That sales pitch leaves out what residents will actually live with.
What Residents Will Feel
Most residents will never walk inside a data center. They may never meet the executives. They may never see the tax agreement until it is already moving.
They may still feel the project through land use, substations, transmission lines, backup generators, construction traffic, water planning, power demand, noise concerns, tax incentives, and the question of whether a huge facility actually produces enough permanent local jobs to justify the deal.
Texas Comptroller rules allow qualified large data center projects to receive sales-tax exemptions if they meet requirements, including at least 250,000 square feet, at least $500 million in capital investment over five years, and at least 40 qualifying jobs in the county.

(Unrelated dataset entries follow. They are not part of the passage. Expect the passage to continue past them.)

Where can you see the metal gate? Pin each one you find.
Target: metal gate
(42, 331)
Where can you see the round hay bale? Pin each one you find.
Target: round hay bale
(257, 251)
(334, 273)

That is the tradeoff in one sentence: huge investment, relatively few permanent jobs, enormous infrastructure needs.
The Grid Question
ERCOT warned in April that Texas is seeing exceptional growth and development that is changing how large-load demand is verified and planned.
The U.S. Energy Information Administration said this week that electricity demand continues to rise in ERCOT because of large loads from crypto mining, data center buildout, industrial activity, and oil and gas.
That matters because ordinary Texans already remember grid stress, conservation alerts, summer demand scares, and winter fear.
Residents do not want to be told to conserve electricity while massive corporate facilities receive special deals and consume power around the clock.
If data centers are coming, they should bring their own reliability plan.
The Water Question
Water use depends on the cooling system.
Some facilities use closed-loop or dry-cooling methods that limit municipal water demand. Others can create real water concerns, especially when indirect water use from electricity generation is counted.
That nuance matters.
Not every data center is the same. But in a fast-growing county where residents already worry about roads, schools, water, and infrastructure, local leaders should not approve projects with vague promises, glossy renderings, and fine-print answers.
What Leaders Should Ask
Before any major data center deal moves forward, cities and counties should ask hard questions in public.
How much power will it need? Who pays for upgrades? How much water will it use directly and indirectly? What backup generation is planned? How loud will it be? How many permanent jobs will actually be created? What tax breaks are requested? What happens during a grid emergency? Can the load be curtailed? What does the surrounding neighborhood get in return?
Those are the questions adults ask before signing away leverage.
They are taxpayer-protection questions.
Why Collin County Should Move First
Collin County is already one of the most important growth corridors in Texas.
If local governments wait until a project is already packaged, staffed with lawyers, and sold as economic development, residents will be forced into a yes-or-no fight too late.
The better move is to set expectations now: transparency, grid responsibility, water disclosure, noise limits, tax-incentive discipline, and clear local benefit.
Bottom Line
Data centers may be necessary infrastructure for the future.
Necessary infrastructure still has to answer to the people who live here.
Collin County should not trade power, water, land, and taxpayer leverage for vague promises about innovation. If data centers want to come here, they should prove they strengthen the county instead of quietly shifting costs onto the people who already live here.
Sources: ERCOT preliminary long-term load forecast release, EIA on ERCOT electricity demand, Texas Comptroller data center tax exemption rules, Dallas Morning News reporting on Plano’s $700 million AI data center, and CyrusOne Allen data center tracker.